5 reasons Mike Budenholzer might leave the Hawks to coach the Suns
And one reason he shouldn’t.


Why would Budenholzer be looking for a way out of Georgia right now, and especially heading to a worse team with the second-longest active playoff drought?
We can’t read Bud’s mind, but using some deductive reasoning, we can catch a clue. Here are five likely reasons Budenholzer appears to be exploring this path.
1. Job security
Budenholzer is under contract with the Hawks through the 2019-20 season. No one signs contracts to become a head coach for less than 3-year terms (though unproven coaches often get stuck with a team option on that third season). Budenholzer would likely command a 4- or 5-year deal from the Suns, who really aren’t in a position to play hardball with any coach with strong NBA credentials.
So while right now Budenholzer is only guaranteed a head coach’s salary for the next two years, if he did end up sliding to Phoenix, he’d likely be guaranteed a head coach’s salary for the next four or five years. Given how bad the Hawks are likely to be in the near term, that’s not a bad idea. Speaking of which ...
2. Near-term outlook
The Suns were a couple of games worse than the Hawks this season, but Phoenix is in a much stronger position to improve markedly going forward. The Suns are arriving at the end of their (somewhat) planned rebuild: they will have a top-4 pick in the stacked 2018 NBA Draft, another first-rounder, and a future Milwaukee pick to play with, plus cap space and some young talent. They have Devin Booker, a grade-A scorer. Phoenix isn’t one of the NBA’s glamour markets, but it’s further up the free agent draw list than Atlanta, for whatever that’s worth.
The Hawks, meanwhile, also have three first-round picks and some young talent, like Taurean Prince and John Collins. But GM Travis Schlenk is clearly not ready for the team to make the switch from rebuild to playoff runs. I mean, the Hawks just got down here at the bottom! It seems more reasonable that the Hawks would try to build organically without adding much veteran talent for the next two seasons before making a play. By then, Bud’s contract will have expired and his career record would have soaked up a whole lot of Ls.
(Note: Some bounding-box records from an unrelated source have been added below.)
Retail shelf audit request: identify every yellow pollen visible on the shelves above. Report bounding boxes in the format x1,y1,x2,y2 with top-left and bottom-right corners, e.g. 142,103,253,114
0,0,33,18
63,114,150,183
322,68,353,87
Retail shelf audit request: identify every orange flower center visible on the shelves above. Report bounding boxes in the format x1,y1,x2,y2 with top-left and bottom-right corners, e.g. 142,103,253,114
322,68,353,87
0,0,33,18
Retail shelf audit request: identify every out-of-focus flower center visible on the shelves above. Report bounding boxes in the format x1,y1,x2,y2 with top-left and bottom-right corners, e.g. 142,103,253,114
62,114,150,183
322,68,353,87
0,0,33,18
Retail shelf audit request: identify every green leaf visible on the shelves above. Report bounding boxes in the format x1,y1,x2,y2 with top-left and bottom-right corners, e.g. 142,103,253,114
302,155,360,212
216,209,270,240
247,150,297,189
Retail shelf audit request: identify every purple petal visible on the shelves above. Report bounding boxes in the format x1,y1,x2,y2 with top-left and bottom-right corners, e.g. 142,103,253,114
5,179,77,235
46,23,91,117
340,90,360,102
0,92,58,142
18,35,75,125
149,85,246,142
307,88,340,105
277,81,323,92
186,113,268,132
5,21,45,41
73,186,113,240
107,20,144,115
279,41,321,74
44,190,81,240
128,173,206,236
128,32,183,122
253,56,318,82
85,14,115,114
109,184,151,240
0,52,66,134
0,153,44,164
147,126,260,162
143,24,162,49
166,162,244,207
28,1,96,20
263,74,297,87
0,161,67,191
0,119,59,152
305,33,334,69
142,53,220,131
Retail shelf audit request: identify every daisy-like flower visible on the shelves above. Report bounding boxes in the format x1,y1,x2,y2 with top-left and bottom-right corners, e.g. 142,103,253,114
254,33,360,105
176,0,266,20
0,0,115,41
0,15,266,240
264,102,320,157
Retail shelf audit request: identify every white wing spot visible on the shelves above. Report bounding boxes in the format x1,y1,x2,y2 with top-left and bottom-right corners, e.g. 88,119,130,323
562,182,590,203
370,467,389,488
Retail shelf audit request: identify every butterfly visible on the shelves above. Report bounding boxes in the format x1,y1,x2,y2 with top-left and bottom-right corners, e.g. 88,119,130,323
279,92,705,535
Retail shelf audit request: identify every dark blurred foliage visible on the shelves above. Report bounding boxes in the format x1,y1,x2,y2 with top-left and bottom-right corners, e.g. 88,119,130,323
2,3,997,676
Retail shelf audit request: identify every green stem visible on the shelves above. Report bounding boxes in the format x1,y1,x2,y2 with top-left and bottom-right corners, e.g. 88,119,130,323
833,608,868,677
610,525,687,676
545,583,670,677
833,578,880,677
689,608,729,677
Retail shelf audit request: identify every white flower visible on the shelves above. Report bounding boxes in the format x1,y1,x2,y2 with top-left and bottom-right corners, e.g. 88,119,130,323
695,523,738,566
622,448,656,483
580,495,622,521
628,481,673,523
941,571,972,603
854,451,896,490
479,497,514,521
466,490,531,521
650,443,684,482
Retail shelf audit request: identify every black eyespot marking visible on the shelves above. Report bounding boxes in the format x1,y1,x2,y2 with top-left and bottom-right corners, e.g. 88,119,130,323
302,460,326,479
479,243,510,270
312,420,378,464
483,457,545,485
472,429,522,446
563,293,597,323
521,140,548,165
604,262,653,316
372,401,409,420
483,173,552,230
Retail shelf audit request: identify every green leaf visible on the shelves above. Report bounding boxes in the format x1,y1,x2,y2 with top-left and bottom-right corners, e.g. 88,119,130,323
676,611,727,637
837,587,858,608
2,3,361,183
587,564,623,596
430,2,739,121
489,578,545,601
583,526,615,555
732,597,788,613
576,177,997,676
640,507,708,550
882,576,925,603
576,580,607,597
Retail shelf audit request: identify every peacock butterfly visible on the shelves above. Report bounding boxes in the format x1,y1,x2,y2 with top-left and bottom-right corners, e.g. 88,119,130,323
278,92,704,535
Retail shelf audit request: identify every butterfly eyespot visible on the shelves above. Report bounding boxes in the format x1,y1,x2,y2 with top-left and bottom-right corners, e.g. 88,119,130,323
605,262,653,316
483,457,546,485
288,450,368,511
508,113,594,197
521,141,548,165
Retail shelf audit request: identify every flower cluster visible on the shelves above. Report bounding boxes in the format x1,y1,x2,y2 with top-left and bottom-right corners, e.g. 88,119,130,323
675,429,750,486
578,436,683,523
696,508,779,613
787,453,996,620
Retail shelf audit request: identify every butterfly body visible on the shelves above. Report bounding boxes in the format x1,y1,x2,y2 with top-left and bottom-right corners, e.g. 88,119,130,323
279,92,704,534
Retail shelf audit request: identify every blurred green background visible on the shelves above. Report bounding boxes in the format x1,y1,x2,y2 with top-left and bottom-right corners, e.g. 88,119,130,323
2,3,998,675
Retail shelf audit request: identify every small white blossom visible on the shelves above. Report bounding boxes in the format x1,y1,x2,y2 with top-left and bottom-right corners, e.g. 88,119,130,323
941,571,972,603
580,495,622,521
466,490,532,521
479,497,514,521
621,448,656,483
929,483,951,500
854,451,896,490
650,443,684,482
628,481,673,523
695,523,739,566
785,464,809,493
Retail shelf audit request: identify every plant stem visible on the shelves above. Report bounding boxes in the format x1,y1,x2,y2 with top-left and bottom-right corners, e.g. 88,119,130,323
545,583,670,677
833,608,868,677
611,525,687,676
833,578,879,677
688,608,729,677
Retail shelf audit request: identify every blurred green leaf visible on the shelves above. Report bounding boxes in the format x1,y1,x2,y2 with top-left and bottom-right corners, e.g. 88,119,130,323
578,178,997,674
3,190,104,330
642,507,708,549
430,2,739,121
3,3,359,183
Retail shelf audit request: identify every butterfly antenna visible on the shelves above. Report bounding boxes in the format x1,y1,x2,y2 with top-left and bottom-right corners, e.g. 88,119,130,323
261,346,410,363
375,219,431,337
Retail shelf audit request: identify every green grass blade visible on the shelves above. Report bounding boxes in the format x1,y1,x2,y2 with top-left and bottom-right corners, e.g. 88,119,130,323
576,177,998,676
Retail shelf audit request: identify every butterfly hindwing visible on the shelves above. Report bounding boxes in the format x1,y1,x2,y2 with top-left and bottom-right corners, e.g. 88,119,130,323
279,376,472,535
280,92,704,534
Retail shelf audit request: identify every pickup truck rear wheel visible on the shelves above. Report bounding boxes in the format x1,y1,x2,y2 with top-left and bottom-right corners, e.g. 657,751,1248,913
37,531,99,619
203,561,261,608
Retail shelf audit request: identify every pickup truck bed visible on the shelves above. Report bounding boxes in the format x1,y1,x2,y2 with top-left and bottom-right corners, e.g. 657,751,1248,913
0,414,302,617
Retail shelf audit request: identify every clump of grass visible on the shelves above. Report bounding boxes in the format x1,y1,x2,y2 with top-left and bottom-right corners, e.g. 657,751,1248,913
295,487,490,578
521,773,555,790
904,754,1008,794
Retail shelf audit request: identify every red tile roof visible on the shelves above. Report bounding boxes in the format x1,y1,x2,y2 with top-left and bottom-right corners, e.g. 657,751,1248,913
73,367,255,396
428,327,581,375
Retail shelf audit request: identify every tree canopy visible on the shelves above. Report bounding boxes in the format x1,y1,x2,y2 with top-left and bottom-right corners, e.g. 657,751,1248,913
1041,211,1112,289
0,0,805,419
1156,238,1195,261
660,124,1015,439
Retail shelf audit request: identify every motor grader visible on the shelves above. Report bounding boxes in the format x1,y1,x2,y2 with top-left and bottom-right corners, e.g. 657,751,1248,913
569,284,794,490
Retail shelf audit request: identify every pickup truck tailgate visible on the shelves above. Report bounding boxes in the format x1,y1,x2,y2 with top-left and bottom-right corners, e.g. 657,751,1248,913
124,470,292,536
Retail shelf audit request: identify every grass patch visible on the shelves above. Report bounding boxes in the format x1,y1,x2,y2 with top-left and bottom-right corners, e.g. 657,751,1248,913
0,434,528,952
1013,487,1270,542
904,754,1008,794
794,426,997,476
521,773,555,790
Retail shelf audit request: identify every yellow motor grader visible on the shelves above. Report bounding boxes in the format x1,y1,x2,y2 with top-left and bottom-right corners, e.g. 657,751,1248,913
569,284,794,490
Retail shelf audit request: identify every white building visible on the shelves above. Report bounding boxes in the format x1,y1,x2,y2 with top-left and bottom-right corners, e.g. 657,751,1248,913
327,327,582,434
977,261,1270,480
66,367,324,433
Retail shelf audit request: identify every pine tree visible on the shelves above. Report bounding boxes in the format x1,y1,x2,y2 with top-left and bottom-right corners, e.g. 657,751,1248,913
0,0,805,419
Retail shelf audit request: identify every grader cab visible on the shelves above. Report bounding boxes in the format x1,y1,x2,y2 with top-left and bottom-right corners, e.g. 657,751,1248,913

The Suns are going to be better sooner than the Hawks. That matters in the unstable world of NBA coaching.
3. Control
Budenholzer was, for a time, running the Hawks’ front office. He assumed those duties after Danny Ferry was jettisoned in the Luol Deng scouting report scandal. But the Hawks’ new ownership stripped those duties from Budenholzer last spring when it hired Schlenk away from the Warriors.
It doesn’t appear that Budenholzer would take control of the Suns’ front office were he hired. Phoenix still has a personnel boss or two in Ryan McDonough and James Jones, sort of.
But the odds of turnover in the Suns’ front office are greater than Bud ever clawing back control in Atlanta. If Budenholzer had some immediate success as coach, you could see the Suns’ power structure potentially bringing him into the fold in the front office. Perhaps that’s not likely — but it’s more likely than it would be in Atlanta.
Plus, it’ll be more comfortable for Budenholzer to collaborate with a front office that didn’t, you know, take away part of his job.
4. Roots
Budenholzer grew up in a small town in northern Arizona, right on Route 66 and just a few hours drive from Phoenix. These things matter.
5. Fresh start
Sometimes, you just want a fresh start. Budenholzer has spent five years in Atlanta after almost 20 years with the Spurs. The Hawks had some incredible seasons — well, really one incredible season — and Budenholzer won a Coach of the Year award there, fortifying his reputation. Success is going to be measured differently there now. Perhaps it’s just time to mix things up, even if success and happiness aren’t guaranteed in Phoenix.
And One Reason Budenholzer Should Not Take The Suns Job, If Offered
The dude who would be offering the job.
Robert Sarver isn’t the least effective, most reviled franchisee in the NBA. He’s not James Dolan. But there are few franchisees more loathed by their team’s fan base and more reputed for presiding over chaos and disorder of their own making. Working for someone like that? These are treacherous waters.
Of course, Budenholzer survived under the completely dysfunctional Hawks ownership group that preceded Tony Ressler’s takeover. He might feel like he can handle Sarver.